The cool steel of the gun’s slide rested against his cheek for a moment, before he opened his mouth and put the barrel between his teeth at an upward angle. Tears welled in his eyes and he struggled not to cry and back down, his breaths short and quick as he laid his finger onto the trigger and started to apply pressure. He could feel the trigger start to move as a wave of calm came over him. He closed his eyes. Soon it would be over.
“Jeremy, I’ll always love you,” Nicolette’s voice whispered through the speakers surrounding him. His eyes shot open, at first doubting he had heard her voice. His finger slowly moved away from the trigger as the sound of her laughter came through the speakers. She was talking to someone in the recording booth while she was working on her album and he could hear her smiling as she repeated once more that she loved him and then a subtle beeping tone as the music clicked off. He had always stopped the album when the music ended and never guessed that she would put something at the end, just for him.
The gun clicked again as he decocked the hammer and put the gun back on the table. His body shook for a few seconds as he tried to fight the stream of tears flooding from his eyes. This wouldn’t deter him, but the last thing he’d ever think of was her smiling and saying those words. Smiling and sobbing, he wiped his face off with his hands and reached forward to pick the gun back up.
Then there was a knock.
It became more than just a single knock. A series of hard, hurried knocks against his door desperately begged to be answered. A muffled woman’s voice called his name out from the other side. In the confusion, he had stopped sobbing.
Jeremy called out a grunting response as the knocks continued. He stood and tucked his gun into the back of his pants’ waistband. He stopped at the door, rubbed his face dry with his hands as best he could and opened the door.

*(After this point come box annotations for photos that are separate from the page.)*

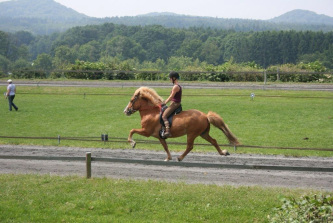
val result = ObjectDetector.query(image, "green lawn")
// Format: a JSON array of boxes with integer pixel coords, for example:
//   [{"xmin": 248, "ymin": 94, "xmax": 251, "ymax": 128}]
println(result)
[
  {"xmin": 0, "ymin": 86, "xmax": 333, "ymax": 222},
  {"xmin": 0, "ymin": 175, "xmax": 324, "ymax": 223},
  {"xmin": 0, "ymin": 86, "xmax": 333, "ymax": 156}
]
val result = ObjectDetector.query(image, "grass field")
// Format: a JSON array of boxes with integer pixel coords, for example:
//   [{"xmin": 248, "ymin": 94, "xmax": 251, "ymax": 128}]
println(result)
[
  {"xmin": 0, "ymin": 86, "xmax": 333, "ymax": 156},
  {"xmin": 0, "ymin": 83, "xmax": 333, "ymax": 222},
  {"xmin": 0, "ymin": 175, "xmax": 326, "ymax": 223}
]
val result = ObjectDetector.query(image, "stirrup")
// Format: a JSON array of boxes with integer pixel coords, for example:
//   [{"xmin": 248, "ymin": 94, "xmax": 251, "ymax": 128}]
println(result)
[{"xmin": 164, "ymin": 127, "xmax": 171, "ymax": 137}]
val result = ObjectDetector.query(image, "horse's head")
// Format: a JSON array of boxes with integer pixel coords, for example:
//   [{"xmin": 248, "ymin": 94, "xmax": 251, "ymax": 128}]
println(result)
[{"xmin": 124, "ymin": 91, "xmax": 140, "ymax": 116}]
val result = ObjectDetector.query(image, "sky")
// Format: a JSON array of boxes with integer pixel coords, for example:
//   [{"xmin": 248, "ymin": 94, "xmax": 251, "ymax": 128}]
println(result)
[{"xmin": 50, "ymin": 0, "xmax": 333, "ymax": 20}]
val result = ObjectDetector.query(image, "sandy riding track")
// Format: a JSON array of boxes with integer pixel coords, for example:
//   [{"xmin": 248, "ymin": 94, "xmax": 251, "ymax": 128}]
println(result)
[{"xmin": 0, "ymin": 145, "xmax": 333, "ymax": 191}]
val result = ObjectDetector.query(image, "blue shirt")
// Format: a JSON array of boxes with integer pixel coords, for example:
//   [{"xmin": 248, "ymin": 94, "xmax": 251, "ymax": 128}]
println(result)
[{"xmin": 7, "ymin": 84, "xmax": 16, "ymax": 96}]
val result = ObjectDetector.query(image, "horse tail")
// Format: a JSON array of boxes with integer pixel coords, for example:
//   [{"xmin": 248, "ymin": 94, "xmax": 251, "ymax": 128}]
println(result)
[{"xmin": 207, "ymin": 111, "xmax": 240, "ymax": 145}]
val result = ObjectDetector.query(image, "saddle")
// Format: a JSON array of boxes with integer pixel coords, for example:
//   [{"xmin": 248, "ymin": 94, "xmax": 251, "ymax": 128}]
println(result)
[{"xmin": 160, "ymin": 105, "xmax": 183, "ymax": 139}]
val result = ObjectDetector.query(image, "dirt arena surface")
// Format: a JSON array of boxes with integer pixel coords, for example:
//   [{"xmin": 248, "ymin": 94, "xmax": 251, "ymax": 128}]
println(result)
[{"xmin": 0, "ymin": 145, "xmax": 333, "ymax": 191}]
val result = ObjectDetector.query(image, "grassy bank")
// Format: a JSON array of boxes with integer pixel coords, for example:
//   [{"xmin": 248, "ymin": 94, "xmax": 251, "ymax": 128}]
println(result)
[
  {"xmin": 0, "ymin": 175, "xmax": 324, "ymax": 223},
  {"xmin": 0, "ymin": 86, "xmax": 333, "ymax": 156}
]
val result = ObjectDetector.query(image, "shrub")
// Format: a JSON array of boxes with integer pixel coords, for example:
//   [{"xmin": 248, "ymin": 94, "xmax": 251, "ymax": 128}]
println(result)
[{"xmin": 268, "ymin": 195, "xmax": 333, "ymax": 223}]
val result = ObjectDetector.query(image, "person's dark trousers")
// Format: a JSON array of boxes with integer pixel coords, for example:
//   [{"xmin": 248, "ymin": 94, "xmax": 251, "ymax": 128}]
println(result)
[{"xmin": 8, "ymin": 95, "xmax": 18, "ymax": 111}]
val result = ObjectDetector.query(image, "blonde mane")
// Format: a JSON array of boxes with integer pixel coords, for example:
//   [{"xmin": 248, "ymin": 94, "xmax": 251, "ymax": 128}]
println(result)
[{"xmin": 134, "ymin": 87, "xmax": 163, "ymax": 106}]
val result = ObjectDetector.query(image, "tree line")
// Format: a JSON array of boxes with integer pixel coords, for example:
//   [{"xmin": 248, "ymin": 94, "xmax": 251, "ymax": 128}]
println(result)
[{"xmin": 0, "ymin": 23, "xmax": 333, "ymax": 82}]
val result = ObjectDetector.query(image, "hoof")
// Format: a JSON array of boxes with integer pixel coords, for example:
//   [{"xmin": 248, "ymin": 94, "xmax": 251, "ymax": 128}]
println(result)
[
  {"xmin": 164, "ymin": 158, "xmax": 172, "ymax": 162},
  {"xmin": 222, "ymin": 149, "xmax": 230, "ymax": 156}
]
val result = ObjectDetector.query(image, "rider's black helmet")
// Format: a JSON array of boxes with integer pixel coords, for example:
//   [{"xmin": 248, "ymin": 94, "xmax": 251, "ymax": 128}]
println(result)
[{"xmin": 169, "ymin": 71, "xmax": 179, "ymax": 79}]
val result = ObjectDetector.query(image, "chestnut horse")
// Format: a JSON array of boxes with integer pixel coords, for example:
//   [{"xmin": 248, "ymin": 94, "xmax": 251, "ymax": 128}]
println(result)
[{"xmin": 124, "ymin": 87, "xmax": 239, "ymax": 161}]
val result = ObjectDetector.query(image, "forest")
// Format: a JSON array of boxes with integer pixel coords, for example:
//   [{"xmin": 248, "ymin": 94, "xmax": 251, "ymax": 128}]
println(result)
[{"xmin": 0, "ymin": 23, "xmax": 333, "ymax": 81}]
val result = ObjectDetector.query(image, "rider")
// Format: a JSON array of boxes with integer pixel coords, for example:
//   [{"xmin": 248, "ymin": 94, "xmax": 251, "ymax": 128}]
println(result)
[{"xmin": 162, "ymin": 71, "xmax": 182, "ymax": 137}]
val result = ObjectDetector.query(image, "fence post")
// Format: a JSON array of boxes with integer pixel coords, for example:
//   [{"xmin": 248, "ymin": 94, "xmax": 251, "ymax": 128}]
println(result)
[{"xmin": 86, "ymin": 152, "xmax": 91, "ymax": 179}]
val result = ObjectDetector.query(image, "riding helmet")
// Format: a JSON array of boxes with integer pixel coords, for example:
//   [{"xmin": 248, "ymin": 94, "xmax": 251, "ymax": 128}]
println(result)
[{"xmin": 169, "ymin": 71, "xmax": 179, "ymax": 79}]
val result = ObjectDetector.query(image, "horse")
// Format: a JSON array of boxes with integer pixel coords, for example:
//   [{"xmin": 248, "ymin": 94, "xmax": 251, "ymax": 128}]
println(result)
[{"xmin": 124, "ymin": 87, "xmax": 239, "ymax": 161}]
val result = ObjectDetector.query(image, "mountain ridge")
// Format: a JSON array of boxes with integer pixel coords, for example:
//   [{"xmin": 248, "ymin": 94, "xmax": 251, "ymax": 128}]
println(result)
[{"xmin": 0, "ymin": 0, "xmax": 333, "ymax": 35}]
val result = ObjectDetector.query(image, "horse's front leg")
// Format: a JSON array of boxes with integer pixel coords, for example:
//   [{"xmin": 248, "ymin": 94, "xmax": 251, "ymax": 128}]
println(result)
[
  {"xmin": 159, "ymin": 138, "xmax": 172, "ymax": 162},
  {"xmin": 127, "ymin": 129, "xmax": 150, "ymax": 148}
]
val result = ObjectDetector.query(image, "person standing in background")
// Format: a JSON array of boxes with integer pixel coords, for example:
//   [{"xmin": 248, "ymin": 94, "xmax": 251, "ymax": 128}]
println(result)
[{"xmin": 6, "ymin": 79, "xmax": 18, "ymax": 111}]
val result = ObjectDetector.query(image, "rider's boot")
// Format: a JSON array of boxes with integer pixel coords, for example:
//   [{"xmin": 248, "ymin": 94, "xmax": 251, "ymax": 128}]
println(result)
[{"xmin": 164, "ymin": 121, "xmax": 171, "ymax": 137}]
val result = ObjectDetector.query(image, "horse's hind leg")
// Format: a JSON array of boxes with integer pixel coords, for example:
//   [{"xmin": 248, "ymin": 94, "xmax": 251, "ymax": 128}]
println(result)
[
  {"xmin": 177, "ymin": 136, "xmax": 195, "ymax": 162},
  {"xmin": 159, "ymin": 138, "xmax": 172, "ymax": 161},
  {"xmin": 201, "ymin": 132, "xmax": 230, "ymax": 156}
]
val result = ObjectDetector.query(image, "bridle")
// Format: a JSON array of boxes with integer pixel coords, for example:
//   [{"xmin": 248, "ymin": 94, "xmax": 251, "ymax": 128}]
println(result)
[{"xmin": 126, "ymin": 95, "xmax": 139, "ymax": 115}]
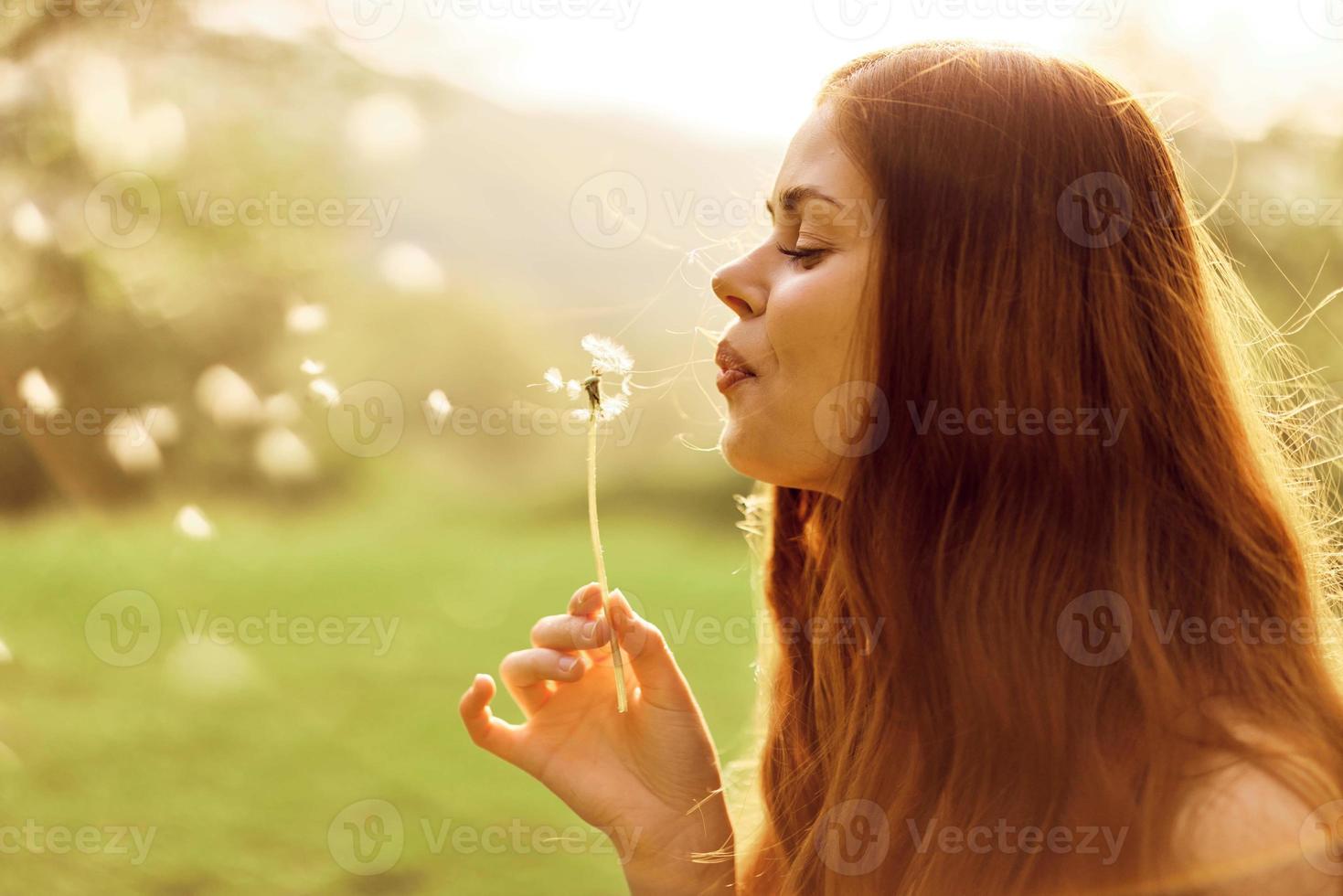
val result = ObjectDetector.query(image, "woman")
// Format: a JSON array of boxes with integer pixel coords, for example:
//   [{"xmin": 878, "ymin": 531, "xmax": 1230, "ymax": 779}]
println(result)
[{"xmin": 461, "ymin": 43, "xmax": 1343, "ymax": 895}]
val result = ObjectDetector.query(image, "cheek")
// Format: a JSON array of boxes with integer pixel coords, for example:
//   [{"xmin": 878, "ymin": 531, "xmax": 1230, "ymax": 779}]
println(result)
[{"xmin": 764, "ymin": 260, "xmax": 864, "ymax": 399}]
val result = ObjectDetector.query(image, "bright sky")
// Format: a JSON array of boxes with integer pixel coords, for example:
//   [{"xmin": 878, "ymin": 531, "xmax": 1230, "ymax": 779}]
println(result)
[{"xmin": 214, "ymin": 0, "xmax": 1343, "ymax": 138}]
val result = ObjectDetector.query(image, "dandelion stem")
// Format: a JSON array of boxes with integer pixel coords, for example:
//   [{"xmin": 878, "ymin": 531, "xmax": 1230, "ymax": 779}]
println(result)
[{"xmin": 588, "ymin": 401, "xmax": 628, "ymax": 712}]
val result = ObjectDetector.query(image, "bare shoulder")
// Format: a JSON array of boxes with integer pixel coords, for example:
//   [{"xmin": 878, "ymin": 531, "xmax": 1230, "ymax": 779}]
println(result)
[{"xmin": 1171, "ymin": 725, "xmax": 1343, "ymax": 896}]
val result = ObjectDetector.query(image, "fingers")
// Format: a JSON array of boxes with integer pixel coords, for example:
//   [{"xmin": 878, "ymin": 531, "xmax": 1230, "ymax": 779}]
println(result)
[
  {"xmin": 499, "ymin": 647, "xmax": 585, "ymax": 716},
  {"xmin": 456, "ymin": 675, "xmax": 520, "ymax": 764},
  {"xmin": 568, "ymin": 581, "xmax": 602, "ymax": 616},
  {"xmin": 532, "ymin": 613, "xmax": 611, "ymax": 650},
  {"xmin": 610, "ymin": 589, "xmax": 694, "ymax": 709}
]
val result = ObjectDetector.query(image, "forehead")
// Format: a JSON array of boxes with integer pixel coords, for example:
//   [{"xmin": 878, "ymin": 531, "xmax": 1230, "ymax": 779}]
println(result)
[{"xmin": 773, "ymin": 106, "xmax": 870, "ymax": 208}]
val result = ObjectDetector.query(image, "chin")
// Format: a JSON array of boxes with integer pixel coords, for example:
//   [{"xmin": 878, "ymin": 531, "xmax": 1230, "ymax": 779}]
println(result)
[{"xmin": 719, "ymin": 418, "xmax": 825, "ymax": 490}]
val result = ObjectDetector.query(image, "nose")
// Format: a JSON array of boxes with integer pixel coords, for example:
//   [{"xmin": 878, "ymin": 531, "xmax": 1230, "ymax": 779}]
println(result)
[{"xmin": 710, "ymin": 255, "xmax": 768, "ymax": 320}]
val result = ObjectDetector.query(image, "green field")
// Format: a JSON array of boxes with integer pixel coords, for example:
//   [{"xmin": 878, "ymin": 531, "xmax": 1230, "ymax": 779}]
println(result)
[{"xmin": 0, "ymin": 470, "xmax": 755, "ymax": 895}]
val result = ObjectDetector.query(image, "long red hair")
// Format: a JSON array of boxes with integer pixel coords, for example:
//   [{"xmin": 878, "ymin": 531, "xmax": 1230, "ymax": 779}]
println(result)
[{"xmin": 740, "ymin": 43, "xmax": 1343, "ymax": 895}]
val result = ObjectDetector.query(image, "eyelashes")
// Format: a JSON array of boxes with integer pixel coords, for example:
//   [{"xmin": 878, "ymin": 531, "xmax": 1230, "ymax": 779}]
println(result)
[{"xmin": 775, "ymin": 243, "xmax": 830, "ymax": 269}]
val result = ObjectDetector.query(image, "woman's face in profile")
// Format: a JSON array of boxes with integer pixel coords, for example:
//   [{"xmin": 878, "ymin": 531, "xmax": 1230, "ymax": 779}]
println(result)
[{"xmin": 713, "ymin": 106, "xmax": 882, "ymax": 492}]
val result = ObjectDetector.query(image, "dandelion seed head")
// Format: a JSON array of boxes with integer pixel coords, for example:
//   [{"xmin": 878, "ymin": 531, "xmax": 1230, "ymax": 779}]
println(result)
[{"xmin": 579, "ymin": 333, "xmax": 634, "ymax": 376}]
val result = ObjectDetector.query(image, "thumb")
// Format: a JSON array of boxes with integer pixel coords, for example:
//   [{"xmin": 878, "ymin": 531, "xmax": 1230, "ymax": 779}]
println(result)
[{"xmin": 610, "ymin": 589, "xmax": 694, "ymax": 709}]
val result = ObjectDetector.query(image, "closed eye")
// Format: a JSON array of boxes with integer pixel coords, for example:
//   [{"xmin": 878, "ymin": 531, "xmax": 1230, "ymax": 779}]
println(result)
[{"xmin": 775, "ymin": 243, "xmax": 830, "ymax": 267}]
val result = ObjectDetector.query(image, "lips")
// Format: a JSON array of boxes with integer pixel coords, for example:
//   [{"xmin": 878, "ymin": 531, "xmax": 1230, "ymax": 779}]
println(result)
[{"xmin": 713, "ymin": 340, "xmax": 756, "ymax": 392}]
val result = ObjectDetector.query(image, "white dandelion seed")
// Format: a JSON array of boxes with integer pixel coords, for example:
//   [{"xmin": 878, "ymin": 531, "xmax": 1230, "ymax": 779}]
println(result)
[
  {"xmin": 19, "ymin": 367, "xmax": 60, "ymax": 414},
  {"xmin": 424, "ymin": 389, "xmax": 453, "ymax": 423},
  {"xmin": 175, "ymin": 504, "xmax": 215, "ymax": 541}
]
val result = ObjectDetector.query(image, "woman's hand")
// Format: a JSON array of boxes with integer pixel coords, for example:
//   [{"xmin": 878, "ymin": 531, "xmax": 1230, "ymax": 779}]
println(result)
[{"xmin": 461, "ymin": 583, "xmax": 733, "ymax": 895}]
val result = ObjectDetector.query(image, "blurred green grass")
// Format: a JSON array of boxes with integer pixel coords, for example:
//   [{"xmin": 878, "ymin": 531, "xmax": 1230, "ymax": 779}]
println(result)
[{"xmin": 0, "ymin": 467, "xmax": 755, "ymax": 895}]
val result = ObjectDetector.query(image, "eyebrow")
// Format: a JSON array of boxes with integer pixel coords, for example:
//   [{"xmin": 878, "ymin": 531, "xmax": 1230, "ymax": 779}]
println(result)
[{"xmin": 764, "ymin": 184, "xmax": 841, "ymax": 220}]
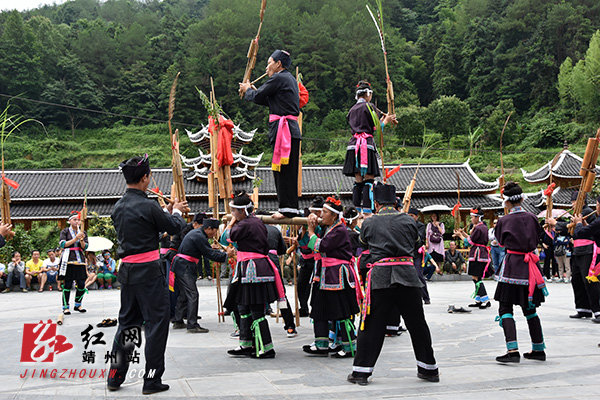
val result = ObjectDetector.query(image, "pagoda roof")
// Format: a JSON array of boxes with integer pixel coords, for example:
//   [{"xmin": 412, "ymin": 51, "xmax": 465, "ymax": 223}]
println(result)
[{"xmin": 521, "ymin": 149, "xmax": 600, "ymax": 183}]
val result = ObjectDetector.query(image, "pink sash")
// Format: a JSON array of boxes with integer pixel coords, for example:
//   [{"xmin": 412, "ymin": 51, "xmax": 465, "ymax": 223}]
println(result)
[
  {"xmin": 237, "ymin": 250, "xmax": 285, "ymax": 301},
  {"xmin": 321, "ymin": 257, "xmax": 364, "ymax": 304},
  {"xmin": 354, "ymin": 132, "xmax": 373, "ymax": 172},
  {"xmin": 506, "ymin": 249, "xmax": 546, "ymax": 301},
  {"xmin": 121, "ymin": 249, "xmax": 160, "ymax": 264},
  {"xmin": 173, "ymin": 253, "xmax": 200, "ymax": 264},
  {"xmin": 269, "ymin": 114, "xmax": 298, "ymax": 171}
]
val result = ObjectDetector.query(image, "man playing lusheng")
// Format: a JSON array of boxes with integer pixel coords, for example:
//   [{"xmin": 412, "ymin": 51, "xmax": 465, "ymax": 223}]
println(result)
[
  {"xmin": 348, "ymin": 185, "xmax": 439, "ymax": 385},
  {"xmin": 107, "ymin": 154, "xmax": 187, "ymax": 394}
]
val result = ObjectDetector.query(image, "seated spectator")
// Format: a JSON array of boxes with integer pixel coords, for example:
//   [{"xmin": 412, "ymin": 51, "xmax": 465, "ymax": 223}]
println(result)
[
  {"xmin": 423, "ymin": 252, "xmax": 440, "ymax": 281},
  {"xmin": 2, "ymin": 251, "xmax": 27, "ymax": 293},
  {"xmin": 98, "ymin": 250, "xmax": 117, "ymax": 289},
  {"xmin": 25, "ymin": 250, "xmax": 46, "ymax": 293},
  {"xmin": 42, "ymin": 249, "xmax": 60, "ymax": 291},
  {"xmin": 85, "ymin": 251, "xmax": 99, "ymax": 289},
  {"xmin": 443, "ymin": 241, "xmax": 467, "ymax": 274}
]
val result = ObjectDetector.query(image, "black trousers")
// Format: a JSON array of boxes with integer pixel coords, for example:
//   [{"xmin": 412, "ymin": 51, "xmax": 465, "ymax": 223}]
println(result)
[
  {"xmin": 273, "ymin": 139, "xmax": 300, "ymax": 217},
  {"xmin": 544, "ymin": 245, "xmax": 556, "ymax": 278},
  {"xmin": 414, "ymin": 254, "xmax": 430, "ymax": 300},
  {"xmin": 571, "ymin": 254, "xmax": 600, "ymax": 317},
  {"xmin": 175, "ymin": 265, "xmax": 199, "ymax": 329},
  {"xmin": 108, "ymin": 278, "xmax": 169, "ymax": 386},
  {"xmin": 352, "ymin": 285, "xmax": 438, "ymax": 376},
  {"xmin": 296, "ymin": 257, "xmax": 315, "ymax": 313},
  {"xmin": 498, "ymin": 301, "xmax": 544, "ymax": 351},
  {"xmin": 385, "ymin": 307, "xmax": 401, "ymax": 335}
]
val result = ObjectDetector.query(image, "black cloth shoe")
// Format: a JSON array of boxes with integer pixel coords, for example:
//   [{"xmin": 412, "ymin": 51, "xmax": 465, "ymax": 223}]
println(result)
[
  {"xmin": 302, "ymin": 344, "xmax": 329, "ymax": 357},
  {"xmin": 173, "ymin": 321, "xmax": 187, "ymax": 329},
  {"xmin": 523, "ymin": 350, "xmax": 546, "ymax": 361},
  {"xmin": 188, "ymin": 325, "xmax": 208, "ymax": 333},
  {"xmin": 417, "ymin": 372, "xmax": 440, "ymax": 382},
  {"xmin": 496, "ymin": 351, "xmax": 521, "ymax": 363},
  {"xmin": 227, "ymin": 346, "xmax": 255, "ymax": 357},
  {"xmin": 569, "ymin": 312, "xmax": 593, "ymax": 319},
  {"xmin": 142, "ymin": 383, "xmax": 169, "ymax": 394},
  {"xmin": 346, "ymin": 374, "xmax": 369, "ymax": 386},
  {"xmin": 331, "ymin": 350, "xmax": 354, "ymax": 358}
]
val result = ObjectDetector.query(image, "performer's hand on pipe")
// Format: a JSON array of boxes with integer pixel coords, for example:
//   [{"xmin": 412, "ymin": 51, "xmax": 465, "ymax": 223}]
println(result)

His neighbor Sarah stood in the hall, face red and smeared with black eyeliner. Her hair was a blonde mess of stray strands swept away from her face. She was fighting to breathe and not succumb to breaking down, though from the irritation around her eyes, it was obvious she had been crying a lot. Thankfully, she was in such a shambled state, she didn’t seem to notice that he had been crying as well. Sarah was a college student and a nice person – they had spoken many times in passing and in the laundry room on their floor. Something was wrong and Jeremy felt only the urge to comfort her or protect her.
“Jeremy,” she managed through choking sobs. “You were a cop, right? I need your help.”